I recently bought (via eBay) a copy of The Complete Cartoons of the New Yorker. All the cartoons are on two CD (as PDF) and selected cartoons are in a very big heavy book. I copied them off the CDs and I’ve been paging thru them. They are a fascinating historical document. For example there is a period in the late 50s of cartoons about the rest of the world hating us that could be recycled today.
I can’t, of course, show you any of these – but they are great fun for visual thinking.
There is a cartoon who’s caption reads “What the Lemmings think.” and it shows the river of lemmings pouring off the cliff, into flight, and up into the heavens. I was reminded of that by the Robert X. Cringely essay today that reports that there is 20+ billion dollars of VC money that just has to be invested in the next 12 months, but the poor lemmings haven’t found a cliff yet.
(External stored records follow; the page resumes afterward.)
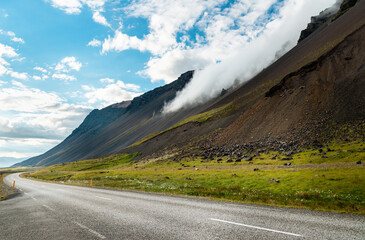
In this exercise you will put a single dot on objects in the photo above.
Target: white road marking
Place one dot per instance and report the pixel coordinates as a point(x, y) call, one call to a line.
point(48, 207)
point(103, 198)
point(260, 228)
point(90, 230)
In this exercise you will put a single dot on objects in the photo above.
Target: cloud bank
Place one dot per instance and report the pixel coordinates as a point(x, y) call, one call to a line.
point(252, 56)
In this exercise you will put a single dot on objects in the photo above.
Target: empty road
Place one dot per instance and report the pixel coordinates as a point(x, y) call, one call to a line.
point(53, 211)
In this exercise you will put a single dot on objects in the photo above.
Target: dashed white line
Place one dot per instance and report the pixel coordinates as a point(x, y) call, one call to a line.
point(103, 198)
point(48, 207)
point(260, 228)
point(90, 230)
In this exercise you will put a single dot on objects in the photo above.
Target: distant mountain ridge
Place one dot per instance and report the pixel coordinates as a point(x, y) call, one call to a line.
point(114, 127)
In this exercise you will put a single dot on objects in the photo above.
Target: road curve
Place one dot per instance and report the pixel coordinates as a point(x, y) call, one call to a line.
point(54, 211)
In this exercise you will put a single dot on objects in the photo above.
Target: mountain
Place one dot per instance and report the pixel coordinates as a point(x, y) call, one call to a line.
point(305, 98)
point(310, 96)
point(115, 127)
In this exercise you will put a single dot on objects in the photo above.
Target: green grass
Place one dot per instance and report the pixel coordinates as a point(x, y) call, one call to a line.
point(199, 118)
point(335, 183)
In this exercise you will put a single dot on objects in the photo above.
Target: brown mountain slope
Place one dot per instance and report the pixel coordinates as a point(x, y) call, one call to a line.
point(329, 89)
point(319, 81)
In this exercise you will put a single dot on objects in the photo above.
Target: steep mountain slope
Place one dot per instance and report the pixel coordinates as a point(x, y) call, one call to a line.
point(319, 81)
point(292, 102)
point(111, 129)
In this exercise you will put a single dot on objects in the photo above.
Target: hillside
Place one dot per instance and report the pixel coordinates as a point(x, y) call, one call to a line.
point(115, 127)
point(303, 99)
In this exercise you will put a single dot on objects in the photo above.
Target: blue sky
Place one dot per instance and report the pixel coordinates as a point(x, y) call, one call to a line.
point(59, 59)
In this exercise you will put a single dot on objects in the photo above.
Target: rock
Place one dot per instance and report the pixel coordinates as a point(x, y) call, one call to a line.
point(274, 181)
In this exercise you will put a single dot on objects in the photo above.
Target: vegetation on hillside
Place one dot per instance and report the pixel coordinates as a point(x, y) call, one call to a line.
point(330, 178)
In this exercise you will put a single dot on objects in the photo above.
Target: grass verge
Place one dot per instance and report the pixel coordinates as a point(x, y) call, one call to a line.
point(328, 179)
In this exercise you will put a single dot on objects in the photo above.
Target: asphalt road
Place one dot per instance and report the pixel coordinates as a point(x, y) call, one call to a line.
point(53, 211)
He, tongue firmly in cheek, recommends cell-processors.
Since the week demands it he also has a few choice words about HP’s troubles.
Knowing she was not what she was claiming to be, Carly’s management technique was to be charming and brutal, to throw HP through a succession of mergers and reorgs that kept any potential adversary from gaining a power base. Note that this week, there simply is no clear internal successor as CEO, nor is the company even thinking of looking inside because any talent there was run off long ago.
The big problem with running a company this way is that it always ends badly
That sounds about right. HP’s course changes have seemed pretty clueless over the last few years and I’ve certainly seen that pattern more than once in my life. Trouble is, the behavior management exhibits in that scenario is almost identical to the behavior when the firm has severe group-think, it’s business model is dried up, and a huge course correction is it’s only hope. At that point management is more like a convivial but suddenly desperate animal and that just looks like a convivial but basically clueless act.